I'm working on a rather software-intensive application (video encoder) at the moment, and am trying everything possible to optimise my code. I have discovered that the on-board 32kB SRAM does not seem to be as fast as it should be:
After writing some simple data-copying benchmarks, I have the following results:
DDR to DDR copy = 40.8 MB/s (copyback mode)
DDR to DDR copy = 79.2 MB/s (write-through mode)
SRAM to SRAM copy = 129.6 MB/s
Cache to cache copy = 399.2 MB/s
(Platform is MCF54450 at 240MHz with mobile-DDR external memory. Copies run with simple MOVEM loops - not DMA)
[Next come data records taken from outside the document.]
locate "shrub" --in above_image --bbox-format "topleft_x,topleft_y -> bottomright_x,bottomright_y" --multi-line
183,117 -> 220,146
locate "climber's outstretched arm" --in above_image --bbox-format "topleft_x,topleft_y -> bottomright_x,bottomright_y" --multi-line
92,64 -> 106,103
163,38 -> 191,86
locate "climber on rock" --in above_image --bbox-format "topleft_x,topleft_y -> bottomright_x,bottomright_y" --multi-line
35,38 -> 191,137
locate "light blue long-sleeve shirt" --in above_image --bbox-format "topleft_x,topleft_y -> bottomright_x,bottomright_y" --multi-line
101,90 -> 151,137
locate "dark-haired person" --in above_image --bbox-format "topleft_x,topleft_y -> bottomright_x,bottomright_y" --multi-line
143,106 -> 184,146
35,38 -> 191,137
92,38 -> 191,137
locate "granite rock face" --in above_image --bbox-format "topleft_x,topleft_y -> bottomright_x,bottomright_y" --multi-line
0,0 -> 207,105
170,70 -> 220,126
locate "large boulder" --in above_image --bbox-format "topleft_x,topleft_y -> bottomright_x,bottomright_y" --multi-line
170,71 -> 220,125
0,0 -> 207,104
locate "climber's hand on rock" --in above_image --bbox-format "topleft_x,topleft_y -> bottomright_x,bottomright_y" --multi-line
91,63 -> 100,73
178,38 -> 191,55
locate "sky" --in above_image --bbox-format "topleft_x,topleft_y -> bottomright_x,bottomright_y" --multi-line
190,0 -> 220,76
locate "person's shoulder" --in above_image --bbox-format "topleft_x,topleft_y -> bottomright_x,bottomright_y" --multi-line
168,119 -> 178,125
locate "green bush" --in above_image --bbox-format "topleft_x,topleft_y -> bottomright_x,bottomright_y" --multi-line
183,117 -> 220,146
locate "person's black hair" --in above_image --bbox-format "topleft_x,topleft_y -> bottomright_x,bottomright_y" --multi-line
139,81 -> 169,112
Now, the datasheet says the SRAM is single-cycle and on the processor's local high-speed bus. Should this not therefore give a bandwidth of 960MB/s, or copy performance of 480MB/s for 32-bit wide memory? I'm getting this sort of speed from the cache, but the SRAM seems far too slow. If the SRAM is this slow, what's the point of it? Code or data structures will always be faster in cached external memory.
I have played about with the RAMBAR settings, and am accessing the SRAM properly - not through the backdoor!
Thanks for any advice!
PS. If anyone's interested in my benchmarking routines, let me know and I'll post them.